5.2 Add-On Coverage: Apart from the mandatory basic cover, the State Governments/UTs, in consultation with the State Level Coordination Committee on Crop Insurance (SLCCCI) may choose any or all of the following add-on covers based on the need of the specific crop/area in their State to cover the following stages of the crop and risks leading to crop loss. 5  

5.2.1 Prevented Sowing/Planting/Germination Risk: Insured area is prevented from sowing/planting/germination due to deficit rainfall or adverse seasonal/climatic conditions. 5.2.2 Mid-Season Adversity: Loss in case of adverse seasonal conditions during the crop season viz. floods, prolonged dry spells and severe drought etc., wherein expected yield during the season is likely to be less than 50% of the normal yield. This add-on coverage facilitates the provision for immediate relief to insured farmers in case of occurrence of such risks.

5.2.3 Post-Harvest Losses: Coverage is available only up to a maximum period of two weeks from harvesting, for those crops which are required to be dried in cut and spread / small bundled condition depending on requirement of the crops in that area, in the field after harvesting against specific perils of hailstorm, cyclone, cyclonic rains and unseasonal rains. 5.2.4 Localized Calamities: Loss/damage to notified insured crops resulting from occurrence of identified localized risks of hailstorm, landslide, inundation, cloud burst and natural fire due to lightening affecting isolated farms in the notified area.

5.2.5 Add-on coverage for crop loss due to attack by wild animals: The States may consider providing add-on coverage for crop loss due to the attack by wild animals wherever the risk is perceived to be substantial and is identifiable. The detailed protocol and procedure for evaluation of the bids has been prepared by the GoI in consultation with the Ministry of Environment, Forest & Climate Change (MOEF&CC) and General Insurance Corporation of India (GIC Re). The add-on coverage will be optional for the farmers and applicable notional premium will be borne by the farmer, however the State Governments may consider providing additional subsidy on this coverage, wherever notified. The actuarial premium rates for add-on coverage should be sought in the bid itself from the IC, however the add-on actuarial premium rate will be considered separately and shall not form part of evaluation of L1.

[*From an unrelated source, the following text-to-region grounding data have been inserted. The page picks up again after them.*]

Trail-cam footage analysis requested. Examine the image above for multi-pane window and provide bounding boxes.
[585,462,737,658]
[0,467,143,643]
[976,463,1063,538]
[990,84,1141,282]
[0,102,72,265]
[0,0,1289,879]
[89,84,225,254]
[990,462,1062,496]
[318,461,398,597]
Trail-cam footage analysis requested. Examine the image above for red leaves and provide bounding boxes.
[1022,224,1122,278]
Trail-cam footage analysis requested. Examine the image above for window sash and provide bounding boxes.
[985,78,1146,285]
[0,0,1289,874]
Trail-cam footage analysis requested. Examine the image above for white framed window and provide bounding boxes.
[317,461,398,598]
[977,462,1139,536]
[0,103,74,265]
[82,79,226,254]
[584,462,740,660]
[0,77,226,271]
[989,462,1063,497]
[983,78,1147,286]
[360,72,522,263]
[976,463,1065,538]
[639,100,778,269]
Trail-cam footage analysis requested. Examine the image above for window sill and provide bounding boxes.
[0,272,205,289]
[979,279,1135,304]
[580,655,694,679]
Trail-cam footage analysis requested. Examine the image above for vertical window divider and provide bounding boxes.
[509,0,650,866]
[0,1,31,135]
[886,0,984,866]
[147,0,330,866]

5.3 States have to notify crop-wise specific period/duration for coverage of aforesaid add-on risks in their notification and the same will also be uploaded on NCIP.

5.4 General Exclusions: Losses arising out of war and nuclear risks, malicious damage and other preventable risks shall be excluded.

5.5 Loss/damage for localised calamities and post-harvest losses will be assessed at the level of the individual insured farm and hence lodging of loss intimation by the farmer/designated agencies is essential. For remaining risks, losses are due to widespread calamities, hence lodging of intimation for claims by insured farmers / designated agencies for such wide-spread calamities is not essential. Claims will be calculated based on the loss assessment report submitted by the District Level Joint Committee (DLJC) and/or average yield submitted by concerned State Government.